Reproducibilidad es la base de la confianza

Un lockfile parece un detalle de fontanería, pero es el cimiento sobre el que se sostiene todo lo demás. Sin reproducibilidad no hay depuración fiable (no puedes comparar dos builds si no son el mismo build), no hay bisección honesta de un bug, no hay caché de CI que valga (nivel 33), y no hay seguridad de la cadena de suministro. Piensa en el lockfile como una instantánea criptográfica del universo exacto de código que ejecutas: los hashes de integridad convierten “confío en que el registro me dio lo correcto” en “puedo verificar que me dio lo correcto”. En 2026, con los ataques de cadena de suministro moviéndose hacia versiones maliciosas publicadas a las horas de un compromiso, esa capacidad de fijar y verificar cada byte es la diferencia entre un incidente contenido y uno que se propaga por todo el ecosistema. Marcos como SLSA y la procedencia firmada (provenance) construyen precisamente sobre esta idea. Interiorizar que el lockfile no es un artefacto desechable, sino un documento de seguridad que se revisa en cada pull request, es lo que separa a quien “hace que instale” de quien diseña un pipeline en el que se puede confiar.

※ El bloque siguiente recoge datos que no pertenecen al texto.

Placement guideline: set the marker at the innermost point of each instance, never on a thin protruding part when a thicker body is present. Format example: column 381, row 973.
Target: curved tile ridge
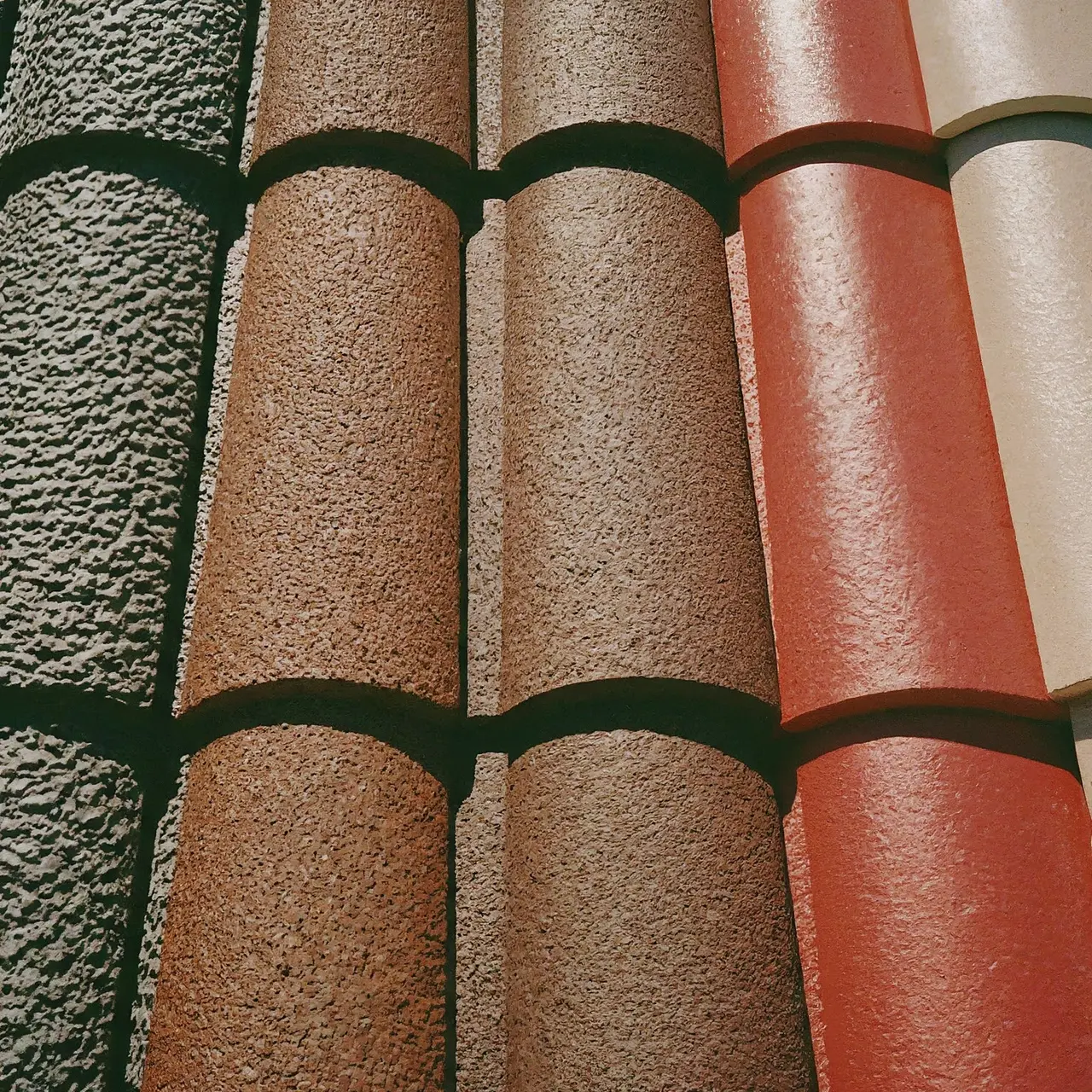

⚔️ Rompe el determinismo a propósito
  1. Abre un proyecto con pnpm-lock.yaml y elige una dependencia; en el package.json verás un rango (^ o ~), en el lockfile una versión exacta.
  2. Borra node_modules y pnpm-lock.yaml, ejecuta pnpm install y compara el nuevo lockfile con el anterior en git: ¿cambió alguna versión transitiva?
  3. Busca el campo integrity de un paquete en el lockfile y razona qué garantiza ese hash y qué ataque previene.
  4. Explica en un comentario por qué “en mi máquina funciona” es, casi siempre, un problema de árbol de dependencias no fijado.
  5. Recupera el lockfile original con git checkout y confirma que una instalación limpia lo respeta sin volver a resolver.